Une thèse qu’Edouard Balladur, par la voix de ses avocats, a de nouveau formellement réfutée lundi. François Léotard n’avait pas réagi.
La thèse des magistrats est que le gouvernement Balladur aurait imposé un nouveau réseau d’intermédiaires dans ces contrats, alors qu’ils étaient quasiment finalisés, afin qu’ils reversent ensuite illégalement à la campagne une partie de l’argent perçu. Porté par des sondages prometteurs, Edouard Balladur avait décidé de se lancer dans la course à l’Élysée contre Jacques Chirac qui avait, lui, le soutien financier du RPR.
Les investigations ont, selon une source proche du dossier, montré que la campagne Balladur avait été alimentée par d’importants apports de fonds en espèces sans qu' »aucune explication cohérente » ne soit apportée par les responsables de la campagne.
L’ex-Premier ministre avait invoqué des ventes de gadgets et de T-shirts en meetings pour expliquer ce versement au Conseil constitutionnel.
Parmi les six personnes renvoyées en correctionnelle, figurent notamment Nicolas Bazire, haut responsable de LVMH, qui avait dirigé la campagne après avoir été directeur de cabinet d’Édouard Balladur, et Renaud Donnedieu de Vabres, qui était conseiller de François Léotard à la Défense.
En ce qui concerne Edouard Balladur, la CJR enquêtera également sur d’éventuels détournements des fonds secrets de Matignon. Cette hypothèse a déjà fait l’objet d’investigations des juges van Ruymbeke et Le Loire, mais elles ont été annulées en mars par la cour d’appel.
– ‘Affaire d’État considérable’ –
Début février, ils s’étaient dessaisis des cas d’Édouard Balladur et François Léotard au profit de la CJR, constatant qu’ils n’étaient pas habilités à enquêter sur ces anciens ministres. Ils ont estimé que Nicolas Sarkozy, ministre du Budget du gouvernement Balladur, devrait être entendu comme témoin assisté par la CJR.

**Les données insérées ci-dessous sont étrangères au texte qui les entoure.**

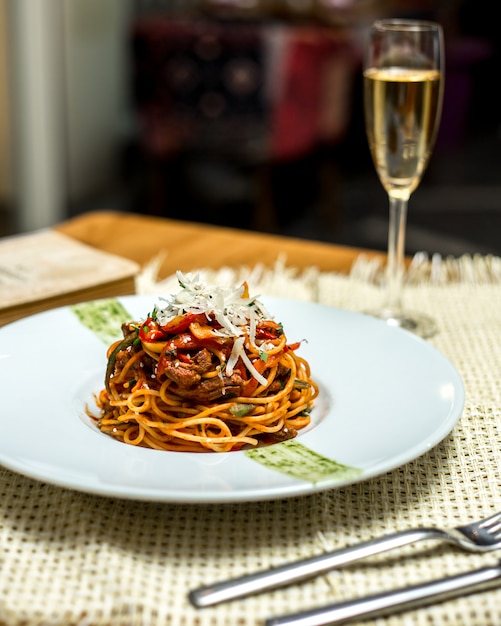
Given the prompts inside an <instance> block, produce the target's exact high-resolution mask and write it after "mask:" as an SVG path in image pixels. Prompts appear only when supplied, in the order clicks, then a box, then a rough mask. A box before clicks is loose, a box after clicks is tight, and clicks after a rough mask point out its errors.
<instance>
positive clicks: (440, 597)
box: [265, 561, 501, 626]
mask: <svg viewBox="0 0 501 626" xmlns="http://www.w3.org/2000/svg"><path fill="white" fill-rule="evenodd" d="M497 585H501V561H499V562H498V565H497V566H492V567H484V568H482V569H478V570H474V571H472V572H467V573H465V574H459V575H457V576H451V577H447V578H443V579H438V580H434V581H432V582H428V583H424V584H420V585H414V586H411V587H404V588H402V589H396V590H394V591H387V592H383V593H378V594H376V595H372V596H367V597H365V598H360V599H356V600H348V601H347V602H339V603H336V604H331V605H328V606H325V607H322V608H317V609H310V610H307V611H302V612H300V613H291V614H289V615H283V616H280V617H271V618H269V619H267V620H266V622H265V626H327V624H340V623H346V622H350V621H352V620H354V619H360V618H361V617H363V618H369V617H380V616H383V615H389V614H390V613H397V612H400V611H404V610H406V609H412V608H418V607H422V606H426V605H428V604H432V603H433V602H442V601H444V600H449V599H452V598H455V597H457V596H460V595H464V594H465V593H474V592H478V591H484V590H487V589H491V588H494V587H495V586H497Z"/></svg>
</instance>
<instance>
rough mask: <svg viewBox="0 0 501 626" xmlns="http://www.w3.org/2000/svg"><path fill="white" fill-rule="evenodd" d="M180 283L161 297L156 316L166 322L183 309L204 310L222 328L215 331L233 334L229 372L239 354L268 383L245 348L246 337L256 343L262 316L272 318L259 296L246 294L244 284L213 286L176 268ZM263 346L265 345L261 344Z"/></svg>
mask: <svg viewBox="0 0 501 626" xmlns="http://www.w3.org/2000/svg"><path fill="white" fill-rule="evenodd" d="M176 276H177V279H178V282H179V285H180V287H181V290H180V291H179V292H178V293H175V294H171V295H170V296H167V297H165V298H160V300H162V302H165V303H166V304H165V306H163V307H162V308H159V307H157V310H156V317H157V321H158V323H159V324H160V325H165V324H167V323H168V322H169V321H170V320H172V319H174V318H175V317H177V316H179V315H183V314H184V313H196V314H200V313H202V314H205V315H206V316H207V319H208V320H209V319H210V317H211V316H213V317H214V318H215V319H216V321H217V322H218V323H219V324H220V326H221V328H218V329H214V335H216V336H220V337H233V338H235V341H234V343H233V348H232V351H231V354H230V357H229V359H228V362H227V363H226V368H225V371H226V374H227V375H228V376H231V375H232V374H233V370H234V367H235V365H236V363H237V361H238V359H239V358H241V359H242V361H243V362H244V364H245V366H246V367H247V369H248V370H249V373H250V374H251V376H253V378H255V379H256V380H257V381H258V382H259V383H260V384H261V385H266V383H267V380H266V378H265V377H264V376H263V375H262V374H260V373H259V372H258V371H257V370H256V368H255V367H254V366H253V364H252V362H251V360H250V359H249V357H248V355H247V353H246V352H245V337H246V336H248V337H249V340H250V342H251V344H252V345H253V346H255V345H256V328H257V324H258V321H259V320H270V319H272V318H271V316H270V314H269V313H268V311H267V310H266V308H265V306H264V305H263V304H262V302H260V301H259V300H258V298H255V297H253V298H243V297H242V295H243V293H244V286H243V285H241V286H240V287H223V286H220V285H211V286H210V287H209V286H208V285H207V284H206V283H204V282H202V281H201V280H200V279H199V276H198V274H195V275H193V274H183V273H182V272H179V271H178V272H176ZM262 347H264V346H262Z"/></svg>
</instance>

S’ils n’ont pu les entendre, les juges se sont néanmoins intéressés au patrimoine d’Édouard Balladur et François Léotard. Ils ont ainsi enquêté sur les conditions d’acquisition par le couple Balladur d’une propriété à Tourgeville (Calvados) et sur des travaux réalisés dans la villa des Léotard à Fréjus (Var), qui avait été perquisitionnée en 2012 et 2013.
L’affaire Karachi, dont cette enquête sur le financement de la campagne de Balladur est le volet financier, doit son nom à l’attentat qui avait fait 15 morts, dont 11 Français, dans la ville pakistanaise en 2002.
Une enquête antiterroriste est toujours en cours pour en déterminer les responsabilités. Une des thèses sur lesquelles travaille le juge Marc Trevidic est celle selon laquelle l’attaque aurait été commise en rétorsion à une décision de mettre un terme au versement des commissions, prise par Jacques Chirac, adversaire politique d’Édouard Balladur.
Pour Me Olivier Morice, avocat de familles de victimes de l’attentat, la décision de la CJR « démontre à l’évidence que nous sommes bien en présence d’une affaire d’État considérable ».
Les familles regrettent néanmoins que la Cour de justice de la République ne soit pas supprimée « comme s’y était engagé François Hollande alors qu’il était candidat à la présidence de la République », a poursuivi l’avocat.